The Compliance Officer has to be either from amongst the partners of the LLP or a person qualified to act as a secretary under the Companies Act 2016 who:-
(a) is a citizen or permanent resident of Malaysia; and
(b) ordinarily resides in Malaysia.

18) What are the responsibilities and liabilities of a Compliance Officer?

The main responsibilities of a Compliance Officer are such as:-

  • Registering any changes in registered particulars of the LLP;
  • Keeping and maintaining registers and records of the LLP; and
  • Ensuring publication of names of the LLP in accordance with the provisions of the Act.

A compliance officer is personally liable to all penalties including administrative penalty imposed on the LLP unless if he can prove that he is not liable.

19) Can there be more than one Compliance Officer?


20) If the LLP has two partners and one of them ceased to be a partner for any reason, is the remaining partner required to appoint another partner? Is there any time frame to do so?

Yes. The remaining partner is required to appoint another partner within six months or a longer period which may be determined by the Registrar (which shall not exceed one year) upon an application made by the remaining partner.

21) Can a partner who is declared a bankrupt continue to act as a partner?

Yes, a partner who is declared a bankrupt can continue to be a partner of an LLP. However, he is prohibited from taking part in the management of the LLP unless he has obtained leave from:-

  • The Director General of Insolvency(DGI); or
  • The court provided that a notice of intention to apply for leave has been served on the DGI and the DGI is heard on the application.
22) Can an existing business vehicle such as a Company or a partnership firm convert into a LLP?

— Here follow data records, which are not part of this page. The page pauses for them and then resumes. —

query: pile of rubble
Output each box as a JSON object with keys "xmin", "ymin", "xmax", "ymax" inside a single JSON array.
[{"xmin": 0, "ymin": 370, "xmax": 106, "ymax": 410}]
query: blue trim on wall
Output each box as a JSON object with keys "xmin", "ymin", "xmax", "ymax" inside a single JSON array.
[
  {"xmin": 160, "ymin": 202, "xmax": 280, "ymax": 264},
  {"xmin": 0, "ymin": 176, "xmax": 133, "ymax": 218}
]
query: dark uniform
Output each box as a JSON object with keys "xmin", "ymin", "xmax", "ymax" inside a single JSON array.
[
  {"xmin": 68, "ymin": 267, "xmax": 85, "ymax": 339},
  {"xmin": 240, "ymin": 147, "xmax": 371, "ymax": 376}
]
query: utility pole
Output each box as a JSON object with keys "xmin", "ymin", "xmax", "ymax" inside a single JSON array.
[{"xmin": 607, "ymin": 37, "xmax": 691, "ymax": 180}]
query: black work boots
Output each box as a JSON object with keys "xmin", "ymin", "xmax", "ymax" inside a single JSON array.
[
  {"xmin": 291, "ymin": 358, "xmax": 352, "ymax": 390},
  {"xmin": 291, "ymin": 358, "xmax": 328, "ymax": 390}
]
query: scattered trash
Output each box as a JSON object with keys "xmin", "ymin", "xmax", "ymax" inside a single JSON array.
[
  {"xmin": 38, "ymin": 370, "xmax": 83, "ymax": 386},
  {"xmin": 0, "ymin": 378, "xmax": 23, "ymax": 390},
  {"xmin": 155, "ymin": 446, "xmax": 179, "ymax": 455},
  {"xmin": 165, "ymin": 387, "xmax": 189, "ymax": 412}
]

Yes. In the case of a Company, only a Private Company incorporated under the Companies Act 2016 is allowed. In the case of a partnership, only firms which are registered under the Registration of Business Act 1956 or any firms carrying on professional practices are allowed.

23) What will be the position of a Private Company which converts to a LLP?

After a conversion, the Private Company shall be deemed to have been dissolved.

24) Can a sole-proprietorship convert into LLP?

A sole proprietorship cannot convert into a LLP as it only has 1 member. The sole proprietor must find at least one more person to be a partner before he can register a LLP.

25) Is there a requirement for a converted LLP to notify its conversion to any party which the LLP was dealing with prior to the conversion?

A converted LLP is required to ensure for a period of twelve months commencing fourteen days after the date of registration to state the following on every invoice or correspondence:-

  • A statement that it was, as from the date of registration, converted from a conventional partnership or Private Company, as the case may be, to a limited liability partnership; and
  • The name and registration number, if applicable, of the conventional partnership or Private Company from which it was converted.
26) Can a LLP re-convert to a private company?

No. The LLP will have to be voluntarily wound up first and then incorporate as a new Company.

27) It is unfair to creditors as the current partnerships can evade liability by just converting to LLP. What is the rationale/remedy for this?

Under the LLP Act 2012, it is provided that all rights and liabilities are vested into the LLP upon conversion from a conventional partnership or a Private Company. Further, partners of a conventional partnership that has converted to a LLP shall continue to be personally liable, jointly and severally with the LLP for the liabilities and obligations incurred prior to the conversion. Under the LLP legal framework, creditors of a private company are further protected as the Company must get the agreement of the creditors for such conversion.